Stubin’s biggest piece of advice when donating your shoes: Don’t judge your shoes too harshly. “A good pair of shoes, even if a runner deems them no longer useful, can likely find a second life,” he says. 

Even if the charity you donate to can’t re-sell the shoes to a consumer, they can still sell it to a recycler. “So if a Goodwill sells clothing to Trans-Americas, we pay them for that material. There’s a market price for that material,” says Stubin.

Programs like One World Running and Soles4Souls (a popular choice among running stores) collect and distribute shoes and other clothing to people who need them. 
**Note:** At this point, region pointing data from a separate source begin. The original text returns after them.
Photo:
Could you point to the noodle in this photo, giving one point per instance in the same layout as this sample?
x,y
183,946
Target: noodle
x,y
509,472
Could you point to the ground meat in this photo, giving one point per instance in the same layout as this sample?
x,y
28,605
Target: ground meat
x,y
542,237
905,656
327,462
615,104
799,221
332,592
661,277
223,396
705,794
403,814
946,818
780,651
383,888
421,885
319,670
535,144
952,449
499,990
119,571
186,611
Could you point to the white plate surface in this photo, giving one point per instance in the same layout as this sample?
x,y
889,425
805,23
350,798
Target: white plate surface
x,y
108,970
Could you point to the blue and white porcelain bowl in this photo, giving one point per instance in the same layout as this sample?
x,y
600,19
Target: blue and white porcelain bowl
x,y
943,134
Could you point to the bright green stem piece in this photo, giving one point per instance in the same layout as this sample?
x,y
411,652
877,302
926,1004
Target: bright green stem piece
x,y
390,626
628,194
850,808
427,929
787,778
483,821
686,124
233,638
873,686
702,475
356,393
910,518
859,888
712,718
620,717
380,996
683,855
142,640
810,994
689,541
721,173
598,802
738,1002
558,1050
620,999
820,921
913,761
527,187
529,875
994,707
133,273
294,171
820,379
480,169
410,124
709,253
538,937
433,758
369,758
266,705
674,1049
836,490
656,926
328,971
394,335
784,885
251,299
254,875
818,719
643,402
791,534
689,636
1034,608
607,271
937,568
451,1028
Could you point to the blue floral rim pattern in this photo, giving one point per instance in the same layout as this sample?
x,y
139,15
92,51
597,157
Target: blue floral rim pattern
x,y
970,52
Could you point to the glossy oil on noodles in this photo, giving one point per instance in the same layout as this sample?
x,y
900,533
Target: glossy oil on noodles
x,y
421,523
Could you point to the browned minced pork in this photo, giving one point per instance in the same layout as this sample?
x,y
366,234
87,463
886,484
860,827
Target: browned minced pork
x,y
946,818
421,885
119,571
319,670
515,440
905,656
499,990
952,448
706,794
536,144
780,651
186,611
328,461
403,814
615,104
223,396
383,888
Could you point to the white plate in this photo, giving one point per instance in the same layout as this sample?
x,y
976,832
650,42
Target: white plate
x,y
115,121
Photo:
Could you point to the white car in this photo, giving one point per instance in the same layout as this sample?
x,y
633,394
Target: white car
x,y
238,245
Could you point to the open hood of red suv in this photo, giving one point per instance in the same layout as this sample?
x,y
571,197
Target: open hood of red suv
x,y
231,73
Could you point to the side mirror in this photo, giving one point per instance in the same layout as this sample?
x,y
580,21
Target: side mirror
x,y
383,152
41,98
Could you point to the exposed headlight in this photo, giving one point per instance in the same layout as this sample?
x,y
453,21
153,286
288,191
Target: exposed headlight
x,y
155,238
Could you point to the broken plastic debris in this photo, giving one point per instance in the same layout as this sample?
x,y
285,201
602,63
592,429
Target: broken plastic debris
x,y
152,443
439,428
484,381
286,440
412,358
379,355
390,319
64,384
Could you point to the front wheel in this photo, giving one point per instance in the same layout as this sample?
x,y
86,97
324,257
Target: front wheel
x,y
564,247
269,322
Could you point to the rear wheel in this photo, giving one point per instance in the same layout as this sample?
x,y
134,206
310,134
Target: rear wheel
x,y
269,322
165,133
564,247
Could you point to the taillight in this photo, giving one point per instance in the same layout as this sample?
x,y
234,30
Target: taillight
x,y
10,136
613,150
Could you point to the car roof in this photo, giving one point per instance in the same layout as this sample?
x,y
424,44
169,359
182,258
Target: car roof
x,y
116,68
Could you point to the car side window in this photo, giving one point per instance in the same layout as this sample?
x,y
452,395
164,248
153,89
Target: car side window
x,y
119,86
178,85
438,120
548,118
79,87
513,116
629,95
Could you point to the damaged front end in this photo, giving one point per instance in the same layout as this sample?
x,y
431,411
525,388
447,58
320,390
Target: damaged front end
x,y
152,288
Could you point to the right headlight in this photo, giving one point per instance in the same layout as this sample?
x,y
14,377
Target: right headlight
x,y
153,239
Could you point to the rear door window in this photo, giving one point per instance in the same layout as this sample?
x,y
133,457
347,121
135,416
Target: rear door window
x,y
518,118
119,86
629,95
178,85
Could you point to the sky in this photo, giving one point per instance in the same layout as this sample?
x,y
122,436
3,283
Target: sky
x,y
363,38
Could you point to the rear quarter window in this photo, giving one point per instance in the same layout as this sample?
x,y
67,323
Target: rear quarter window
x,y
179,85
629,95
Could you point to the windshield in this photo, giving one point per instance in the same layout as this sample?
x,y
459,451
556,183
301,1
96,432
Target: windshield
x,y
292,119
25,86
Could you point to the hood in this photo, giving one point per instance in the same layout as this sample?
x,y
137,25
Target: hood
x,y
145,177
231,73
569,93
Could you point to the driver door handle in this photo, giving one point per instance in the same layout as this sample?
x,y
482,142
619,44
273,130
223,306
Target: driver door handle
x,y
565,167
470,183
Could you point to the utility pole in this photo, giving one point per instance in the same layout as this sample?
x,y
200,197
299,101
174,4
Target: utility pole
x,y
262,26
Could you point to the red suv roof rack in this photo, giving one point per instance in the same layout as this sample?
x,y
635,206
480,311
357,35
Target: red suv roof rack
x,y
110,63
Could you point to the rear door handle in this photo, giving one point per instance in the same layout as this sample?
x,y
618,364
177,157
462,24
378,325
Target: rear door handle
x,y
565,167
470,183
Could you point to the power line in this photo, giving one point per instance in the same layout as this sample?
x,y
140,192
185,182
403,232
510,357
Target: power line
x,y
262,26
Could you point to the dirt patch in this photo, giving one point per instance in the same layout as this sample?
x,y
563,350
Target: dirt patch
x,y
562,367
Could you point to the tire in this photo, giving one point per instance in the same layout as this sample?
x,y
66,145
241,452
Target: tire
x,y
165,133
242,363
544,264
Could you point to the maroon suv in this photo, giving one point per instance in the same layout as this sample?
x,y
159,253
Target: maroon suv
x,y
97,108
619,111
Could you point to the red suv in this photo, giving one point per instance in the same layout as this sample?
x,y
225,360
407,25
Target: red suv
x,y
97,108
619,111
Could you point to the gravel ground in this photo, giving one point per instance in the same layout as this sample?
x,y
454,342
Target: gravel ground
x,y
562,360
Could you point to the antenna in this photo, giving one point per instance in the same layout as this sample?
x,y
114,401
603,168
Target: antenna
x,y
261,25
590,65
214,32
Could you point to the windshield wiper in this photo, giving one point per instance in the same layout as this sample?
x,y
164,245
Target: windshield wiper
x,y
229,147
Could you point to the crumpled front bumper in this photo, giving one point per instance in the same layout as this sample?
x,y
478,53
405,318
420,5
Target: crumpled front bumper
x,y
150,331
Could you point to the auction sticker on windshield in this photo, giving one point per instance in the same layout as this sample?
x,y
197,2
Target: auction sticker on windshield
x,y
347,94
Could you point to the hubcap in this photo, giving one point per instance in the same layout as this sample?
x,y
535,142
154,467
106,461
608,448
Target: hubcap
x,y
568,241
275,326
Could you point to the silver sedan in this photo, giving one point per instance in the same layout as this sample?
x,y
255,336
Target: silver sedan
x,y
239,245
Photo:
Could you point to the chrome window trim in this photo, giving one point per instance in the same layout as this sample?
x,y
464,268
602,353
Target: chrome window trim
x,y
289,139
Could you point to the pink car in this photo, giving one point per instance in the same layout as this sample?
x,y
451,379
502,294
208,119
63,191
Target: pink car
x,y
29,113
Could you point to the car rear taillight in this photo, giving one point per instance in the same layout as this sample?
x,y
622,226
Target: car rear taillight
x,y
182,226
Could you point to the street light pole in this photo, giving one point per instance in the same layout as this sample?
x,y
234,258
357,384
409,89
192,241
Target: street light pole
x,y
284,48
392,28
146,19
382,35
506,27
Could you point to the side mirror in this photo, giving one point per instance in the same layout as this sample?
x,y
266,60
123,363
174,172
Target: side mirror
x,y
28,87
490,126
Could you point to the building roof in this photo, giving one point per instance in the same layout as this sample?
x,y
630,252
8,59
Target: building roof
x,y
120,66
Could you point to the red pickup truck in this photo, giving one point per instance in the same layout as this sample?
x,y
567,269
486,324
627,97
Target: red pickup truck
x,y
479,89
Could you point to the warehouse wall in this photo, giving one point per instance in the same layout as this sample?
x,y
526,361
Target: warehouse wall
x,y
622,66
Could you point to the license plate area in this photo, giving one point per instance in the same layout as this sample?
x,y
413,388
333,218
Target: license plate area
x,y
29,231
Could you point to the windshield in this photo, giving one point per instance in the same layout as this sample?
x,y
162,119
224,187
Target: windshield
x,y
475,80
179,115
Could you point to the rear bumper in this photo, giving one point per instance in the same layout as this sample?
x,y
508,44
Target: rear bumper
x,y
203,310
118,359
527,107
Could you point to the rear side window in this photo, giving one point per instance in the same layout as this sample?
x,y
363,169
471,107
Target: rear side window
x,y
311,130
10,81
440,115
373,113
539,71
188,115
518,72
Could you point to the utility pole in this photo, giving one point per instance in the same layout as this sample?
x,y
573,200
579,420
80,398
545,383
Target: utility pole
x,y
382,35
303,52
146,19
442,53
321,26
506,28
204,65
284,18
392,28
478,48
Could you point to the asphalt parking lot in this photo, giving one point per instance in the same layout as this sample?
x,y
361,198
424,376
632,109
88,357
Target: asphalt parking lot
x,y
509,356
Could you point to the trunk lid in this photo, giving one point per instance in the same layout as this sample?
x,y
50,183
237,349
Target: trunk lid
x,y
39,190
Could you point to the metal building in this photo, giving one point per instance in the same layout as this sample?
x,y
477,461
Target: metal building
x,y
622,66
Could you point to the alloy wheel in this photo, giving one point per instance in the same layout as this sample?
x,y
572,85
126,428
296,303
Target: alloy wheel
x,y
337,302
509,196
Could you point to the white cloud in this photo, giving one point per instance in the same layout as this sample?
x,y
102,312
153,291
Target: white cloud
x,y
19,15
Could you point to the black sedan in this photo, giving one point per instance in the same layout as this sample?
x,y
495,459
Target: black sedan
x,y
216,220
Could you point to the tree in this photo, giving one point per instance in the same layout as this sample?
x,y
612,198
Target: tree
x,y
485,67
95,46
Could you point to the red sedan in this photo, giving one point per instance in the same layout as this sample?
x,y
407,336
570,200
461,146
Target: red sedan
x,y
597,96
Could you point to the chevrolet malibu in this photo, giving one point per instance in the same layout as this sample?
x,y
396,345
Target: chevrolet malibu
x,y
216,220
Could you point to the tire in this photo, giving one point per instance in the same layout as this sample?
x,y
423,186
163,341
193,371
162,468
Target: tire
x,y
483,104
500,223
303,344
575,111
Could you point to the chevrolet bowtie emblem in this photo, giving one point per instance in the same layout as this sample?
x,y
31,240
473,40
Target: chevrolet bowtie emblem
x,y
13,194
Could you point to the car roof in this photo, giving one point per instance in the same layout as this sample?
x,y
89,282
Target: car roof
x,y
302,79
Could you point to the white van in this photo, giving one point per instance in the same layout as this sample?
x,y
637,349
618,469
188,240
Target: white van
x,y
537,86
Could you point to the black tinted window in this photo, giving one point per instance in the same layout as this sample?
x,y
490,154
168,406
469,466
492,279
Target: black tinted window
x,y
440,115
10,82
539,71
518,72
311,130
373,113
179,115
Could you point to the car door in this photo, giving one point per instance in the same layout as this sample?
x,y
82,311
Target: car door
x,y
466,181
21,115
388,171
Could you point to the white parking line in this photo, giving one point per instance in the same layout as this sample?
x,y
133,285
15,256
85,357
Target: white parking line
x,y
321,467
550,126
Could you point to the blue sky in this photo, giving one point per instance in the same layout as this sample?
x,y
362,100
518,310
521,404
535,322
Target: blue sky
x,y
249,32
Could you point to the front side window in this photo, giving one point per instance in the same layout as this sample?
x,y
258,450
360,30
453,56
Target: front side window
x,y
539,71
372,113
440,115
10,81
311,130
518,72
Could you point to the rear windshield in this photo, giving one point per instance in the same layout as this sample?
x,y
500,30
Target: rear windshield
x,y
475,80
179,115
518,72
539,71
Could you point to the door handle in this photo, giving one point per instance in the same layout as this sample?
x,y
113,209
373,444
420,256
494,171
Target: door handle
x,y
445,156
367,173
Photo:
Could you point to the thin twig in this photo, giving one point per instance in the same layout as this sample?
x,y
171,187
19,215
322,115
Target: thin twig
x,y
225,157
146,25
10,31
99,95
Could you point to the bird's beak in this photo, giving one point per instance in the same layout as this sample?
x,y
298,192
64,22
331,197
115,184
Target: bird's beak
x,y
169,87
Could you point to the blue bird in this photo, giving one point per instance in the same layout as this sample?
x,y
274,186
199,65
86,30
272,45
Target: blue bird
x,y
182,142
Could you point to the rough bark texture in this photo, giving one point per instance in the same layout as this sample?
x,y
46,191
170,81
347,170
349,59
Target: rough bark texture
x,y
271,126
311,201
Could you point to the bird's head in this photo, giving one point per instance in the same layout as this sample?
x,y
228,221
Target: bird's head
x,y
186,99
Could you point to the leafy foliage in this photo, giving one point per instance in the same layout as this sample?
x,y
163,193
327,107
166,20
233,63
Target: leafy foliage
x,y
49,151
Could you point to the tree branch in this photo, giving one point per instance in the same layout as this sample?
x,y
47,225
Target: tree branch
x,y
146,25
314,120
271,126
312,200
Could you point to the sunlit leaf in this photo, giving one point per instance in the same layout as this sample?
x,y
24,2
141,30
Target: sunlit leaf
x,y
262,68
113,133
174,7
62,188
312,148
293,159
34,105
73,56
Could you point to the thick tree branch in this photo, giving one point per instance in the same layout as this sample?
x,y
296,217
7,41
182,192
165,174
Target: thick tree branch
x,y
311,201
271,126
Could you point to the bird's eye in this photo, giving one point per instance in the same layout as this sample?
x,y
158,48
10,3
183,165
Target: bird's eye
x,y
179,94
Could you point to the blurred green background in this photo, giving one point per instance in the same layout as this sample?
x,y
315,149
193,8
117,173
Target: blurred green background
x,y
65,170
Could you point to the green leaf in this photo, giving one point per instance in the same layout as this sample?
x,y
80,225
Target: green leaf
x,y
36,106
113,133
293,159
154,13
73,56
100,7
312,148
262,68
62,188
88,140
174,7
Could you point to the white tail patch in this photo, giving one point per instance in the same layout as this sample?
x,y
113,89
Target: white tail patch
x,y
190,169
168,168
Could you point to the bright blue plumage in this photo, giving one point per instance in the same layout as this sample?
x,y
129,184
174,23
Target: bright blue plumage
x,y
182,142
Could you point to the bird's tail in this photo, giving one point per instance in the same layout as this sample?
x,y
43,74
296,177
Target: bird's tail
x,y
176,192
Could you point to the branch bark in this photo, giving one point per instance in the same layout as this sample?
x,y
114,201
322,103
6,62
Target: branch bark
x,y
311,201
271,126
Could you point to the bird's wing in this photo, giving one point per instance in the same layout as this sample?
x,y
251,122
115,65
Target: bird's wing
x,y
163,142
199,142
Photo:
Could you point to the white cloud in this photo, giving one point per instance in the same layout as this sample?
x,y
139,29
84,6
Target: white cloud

Nike also accepts lightly worn, good condition shoes into its refurbished program for resale in authorized stores. You can also check with your local running store to see if they offer any sort of similar takeback program.

Extending the life of a garment by one year can reduce its carbon footprint by 25 percent, according to the Thredup fashion footprint calculator. “So footwear that lives on and finds a second life for two to three years, conceivably reduces the carbon,” says Stubin.

Recycling vs. trashing shoes is only a small fraction of the problem. Most of the carbon emissions related to running shoes happens in the manufacturing process. At the end of the day, the best thing that can be done is to buy less and make the products we do own last longer. But, as with every environmentally charged movement, we have to start somewhere and demand forward progress and innovation, while doing our part as individuals.